This paper was delivered as the introduction to the 'Detours Discussion' and was intended to open out for the audience the curatorial questions behind the symposium.
Programmed as part of a broader ambition to develop a critical awareness of the diverse models for art institutions in the 21st Century operating within a wide range of contexts including: cultural, political, social context and, importantly, geographical location or place, this symposium aimed to form a dialogue about how, through creative programming, curators and organizations can take audiences on a journey that enhances their understanding of artists and artwork; whether that be within urban centres, or more remote or rural locations. As an integral part of that discussion, the collaborative partners were interested in a discussion about the relationship of place to curatorial practice and institutional forms.
The symposium aimed to address the following questions:
What exactly are we including or excluding by our use of the word ‘place’?

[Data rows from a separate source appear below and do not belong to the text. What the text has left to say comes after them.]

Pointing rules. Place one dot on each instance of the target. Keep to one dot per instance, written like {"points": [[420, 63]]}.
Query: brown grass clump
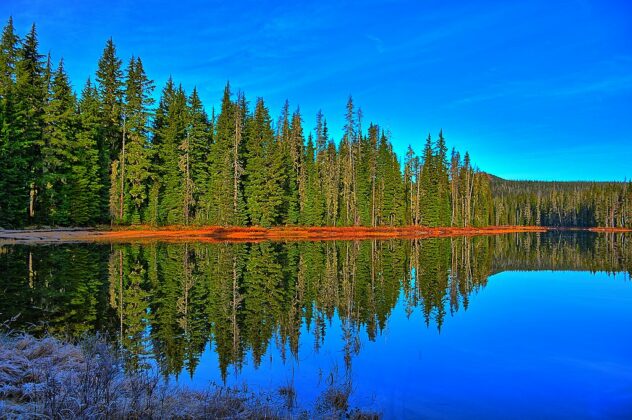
{"points": [[48, 378]]}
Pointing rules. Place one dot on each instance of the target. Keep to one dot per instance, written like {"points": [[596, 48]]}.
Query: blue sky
{"points": [[533, 90]]}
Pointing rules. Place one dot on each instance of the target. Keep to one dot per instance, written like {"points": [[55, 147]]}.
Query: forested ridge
{"points": [[112, 156]]}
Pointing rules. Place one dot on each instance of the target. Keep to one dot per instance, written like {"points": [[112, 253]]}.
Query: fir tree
{"points": [[30, 95], [109, 83], [264, 170]]}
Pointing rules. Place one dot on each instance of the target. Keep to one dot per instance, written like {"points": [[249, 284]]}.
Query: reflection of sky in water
{"points": [[531, 344]]}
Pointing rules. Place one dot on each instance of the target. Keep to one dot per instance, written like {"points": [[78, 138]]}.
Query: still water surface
{"points": [[520, 325]]}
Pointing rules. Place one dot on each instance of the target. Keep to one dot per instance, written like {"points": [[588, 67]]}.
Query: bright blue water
{"points": [[531, 345]]}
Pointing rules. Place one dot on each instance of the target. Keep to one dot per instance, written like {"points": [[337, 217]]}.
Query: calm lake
{"points": [[520, 325]]}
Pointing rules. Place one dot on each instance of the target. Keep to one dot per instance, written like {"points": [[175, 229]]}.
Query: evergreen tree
{"points": [[58, 150], [86, 189], [13, 160], [199, 131], [264, 170], [135, 155], [30, 95], [109, 83]]}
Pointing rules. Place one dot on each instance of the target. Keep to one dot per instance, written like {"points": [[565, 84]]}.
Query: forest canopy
{"points": [[110, 155]]}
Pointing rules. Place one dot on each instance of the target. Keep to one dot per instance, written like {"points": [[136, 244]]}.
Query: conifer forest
{"points": [[110, 155]]}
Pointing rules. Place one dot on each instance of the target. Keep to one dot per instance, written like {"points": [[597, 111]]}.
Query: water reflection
{"points": [[168, 302]]}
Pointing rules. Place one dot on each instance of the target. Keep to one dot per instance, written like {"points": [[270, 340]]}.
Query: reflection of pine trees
{"points": [[129, 297], [246, 297]]}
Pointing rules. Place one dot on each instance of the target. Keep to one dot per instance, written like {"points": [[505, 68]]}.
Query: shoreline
{"points": [[252, 234], [257, 234]]}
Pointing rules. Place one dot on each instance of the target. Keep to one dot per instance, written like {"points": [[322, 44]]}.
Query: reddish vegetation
{"points": [[257, 234], [612, 230], [253, 234]]}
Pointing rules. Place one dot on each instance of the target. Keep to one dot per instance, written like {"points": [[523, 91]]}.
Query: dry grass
{"points": [[48, 378]]}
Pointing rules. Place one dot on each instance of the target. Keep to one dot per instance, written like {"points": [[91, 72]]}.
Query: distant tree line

How and to what extent does the particular energy of a specific artistic community in a place determine what curators do, and shape the institutions within in it?
Is it appropriate or relevant today to imagine that a programme can instill change in a given context?
Or
Is an over-attention to context a constraint to creative programming?
Two further questions were of broad concern:
What are the current innovative models for curators working – locally, nationally, and internationally - with artists at the highest level? And,
What are the future possibilities for visual arts organizations who wish to sustain a profile within the international art scene at the same time as addressing the needs of its local community and wider audiences?
Selected speakers with international experience at the highest level were selected to contribute to the symposium.